On April 10, Tianyu Yuan successfully defended the thesis “Spatial organization and dynamics of chromatin polymers in their native folding state” (advisor: Simon Mochrie).
Yuan explained, “We are only beginning to understand how DNA and its associated machineries function at the microscopic and quantitative levels. Studying DNA organization and dynamics in vivo therefore offers fundamental insights into the physical properties of functional DNA, enabling us to explore the relationship between DNA’s structure, dynamics, and biological functions. At Yale, my work focused on modeling the spatial architecture and dynamics of DNA influenced by an organizational mechanism known as DNA loop extrusion, which is conserved across the tree of life. We developed the conserved-current loop extrusion (CCLE) model, which successfully reproduces the spatial structures of both vertebrate and non-vertebrate organisms. Our model’s broad applicability also reinforces the universality of the loop extrusion mechanism across the tree of life. My research lays the groundwork for uncovering the molecular mechanisms underlying DNA loop extrusion and its critical role within the intricate network of DNA functions.”

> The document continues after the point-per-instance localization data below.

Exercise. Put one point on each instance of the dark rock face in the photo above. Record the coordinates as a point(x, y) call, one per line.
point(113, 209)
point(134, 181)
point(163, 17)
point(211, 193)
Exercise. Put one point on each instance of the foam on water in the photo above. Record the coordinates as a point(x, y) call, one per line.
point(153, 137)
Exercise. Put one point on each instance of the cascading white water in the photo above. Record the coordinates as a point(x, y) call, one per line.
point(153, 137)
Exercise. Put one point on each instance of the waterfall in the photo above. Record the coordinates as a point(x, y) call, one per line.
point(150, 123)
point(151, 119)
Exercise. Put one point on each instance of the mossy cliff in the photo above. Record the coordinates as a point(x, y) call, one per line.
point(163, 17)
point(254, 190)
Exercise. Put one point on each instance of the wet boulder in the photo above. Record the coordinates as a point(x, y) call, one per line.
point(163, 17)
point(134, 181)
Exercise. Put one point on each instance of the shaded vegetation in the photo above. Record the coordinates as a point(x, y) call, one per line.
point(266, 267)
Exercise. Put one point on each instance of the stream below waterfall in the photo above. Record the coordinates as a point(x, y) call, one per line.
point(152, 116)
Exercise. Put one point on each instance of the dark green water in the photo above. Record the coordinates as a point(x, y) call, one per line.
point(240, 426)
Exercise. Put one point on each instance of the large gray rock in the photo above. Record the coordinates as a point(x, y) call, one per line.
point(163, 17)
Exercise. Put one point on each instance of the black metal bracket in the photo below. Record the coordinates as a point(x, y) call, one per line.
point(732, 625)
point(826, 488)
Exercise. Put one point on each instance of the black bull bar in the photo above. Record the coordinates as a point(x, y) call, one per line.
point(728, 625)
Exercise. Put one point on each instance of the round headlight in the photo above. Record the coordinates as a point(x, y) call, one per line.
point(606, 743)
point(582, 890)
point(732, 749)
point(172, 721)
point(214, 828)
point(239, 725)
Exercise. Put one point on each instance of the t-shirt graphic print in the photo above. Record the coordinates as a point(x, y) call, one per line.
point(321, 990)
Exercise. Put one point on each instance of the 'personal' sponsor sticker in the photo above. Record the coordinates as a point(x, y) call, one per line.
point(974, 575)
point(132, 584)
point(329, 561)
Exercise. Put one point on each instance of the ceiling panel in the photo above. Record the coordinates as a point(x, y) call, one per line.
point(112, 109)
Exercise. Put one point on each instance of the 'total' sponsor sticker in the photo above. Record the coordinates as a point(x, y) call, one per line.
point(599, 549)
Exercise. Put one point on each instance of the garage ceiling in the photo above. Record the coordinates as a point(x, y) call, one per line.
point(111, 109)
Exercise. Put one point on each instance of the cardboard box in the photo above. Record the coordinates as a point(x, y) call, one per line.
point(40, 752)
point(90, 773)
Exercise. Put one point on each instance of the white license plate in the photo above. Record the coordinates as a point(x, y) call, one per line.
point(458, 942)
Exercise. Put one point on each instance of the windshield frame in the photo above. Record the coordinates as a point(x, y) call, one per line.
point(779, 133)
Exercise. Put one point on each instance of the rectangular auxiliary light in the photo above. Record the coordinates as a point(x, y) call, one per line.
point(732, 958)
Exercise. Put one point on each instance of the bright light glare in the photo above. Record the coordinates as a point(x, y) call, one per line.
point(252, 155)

Yuan will be a postdoc at Harvard Medical School in Ting Wu’s lab, using superresolution imaging techniques and modeling to probe DNA spatial organization and function.
Thesis Abstract: The spatial organization and dynamics of chromatin polymers are crucial physical properties for gaining a comprehensive understanding of genetic functions and the complex network of the DNA and its associated proteins. To model the native state of the chromatin folded by active loop extrusion, we develop a mean-field-like theory that self-consistently recapitulates the distribution of associated motor protein and simultaneously reproduces the chromatin spatial conformation measured by Hi-C contact map. We show that the chromatin loop extrusion is the primary mechanism that governs its organization in yeasts and vertebrates. We also develop a theoretical framework based on the Rouse-model polymer to study the dynamics of chromatin with loops. By conducting simulations, we show that the loop extrusion restricts chromatin mobility instead of enhancing it. Our Rouse-model looped polymer framework and simulation method can also be used to estimate first-passage times of chromatin self-contact reactions, which are important for gene regulation and additional chromosomal processes.